Parents for Choice are a group of parents who support a person’s right to choose in pregnancy and childbirth. This group fully supports the repeal of the 8th amendment. Today, for Mothers Day, we invited them to blog. Here is Kim Guerin’s story.
I think I’ve always been pro-choice, but I didn’t realise it until I became a mother myself. I don’t have much of a recollection of the mood in the country around the time of the X case – I was just entering my teens at the time and was caught up in the unfairness of my being a teen who wore glasses and had to get braces as well! But I do remember walking down Shop Street in Galway city, where there were angry Pro-Life groups shoving placards bearing gruesome images of aborted foetuses in everyone’s faces, and foisting their leaflets on others claiming outrage at the murder of innocent babies. And I remember wondering why they felt they had the right to shove their opinions so strongly down everyone else’s throats, and asking , “what person, in their right mind, thinks it’s actually ok to do that to people in full view of their children?”
Fast forward to the day myself and my husband got married; we were asked “when will you have children?”. At the time, I laughed it off and replied, “oh when we’re ready, maybe in a year or so.” Now, I feel enraged that someone had the cheek to even ask us that and I would undoubtedly reply “that’s none of your fucking business!” But on that day, I was in a bubble of happiness so I didn’t mind.) As it happened, a few weeks later, buoyed by our newlywed bliss , we decided to start now. months passed, with no positive test, and I started to think maybe this getting pregnant lark isn’t going to be as easy as I thought. To cut a long story short, with a little help from Clomid (that’s a fertility drug for those who don’t know), I finally fell pregnant and we were delighted.
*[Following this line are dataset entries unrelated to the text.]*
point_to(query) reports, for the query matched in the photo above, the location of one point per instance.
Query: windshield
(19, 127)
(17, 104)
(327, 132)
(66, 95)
The pregnancy went well, and my beautiful daughter arrived into the world via an emergency Caesarean section.
After the birth, things weren’t quite as rosy as I had believed they were supposed to be. I was supposed to be ecstatic, right? But I felt….disconnected from her, like I was a caregiver rather than her mother. I went through the motions of feeding, changing and playing with her and yet inside I felt she would be better off if I left her with just her daddy, since I felt so strangely unattached to her. I spoke to my lovely Public Health Nurse, who sent me to my GP, and I was diagnosed with Post Natal Depression. I attended counselling and took anti-depressants for about a year, and both helped get me through it. During my second pregnancy, I suffered with anxiety related to the birth experience I’d had with my eldest daughter coupled with a fear of falling victim to PND again. Thankfully, I didn’t. My third pregnancy was without any issues.
I adore my kids, but being a mum is without doubt the hardest thing I’ve ever done so far in my life. It is putting 3 little people’s needs and wants before your own 24 hours a day, 7 days a week, 365 days a year. It is not something you should enter into lightly, or if you feel you’re not ready, be that financially, emotionally or mentally. And motherhood is so important that it most definitely isn’t something should never be forced upon you by the state because successive governments have failed to legislate properly for abortion based on the fear of losing their votes.
I say this as someone who wanted children, and as someone who unexpectedly struggled to get pregnant. I say it as a mother who struggled with the beast that is Post Natal Depression and Pre Natal Depression. And I say this as a woman who understands how life changing it is to be on this journey of motherhood – willingly.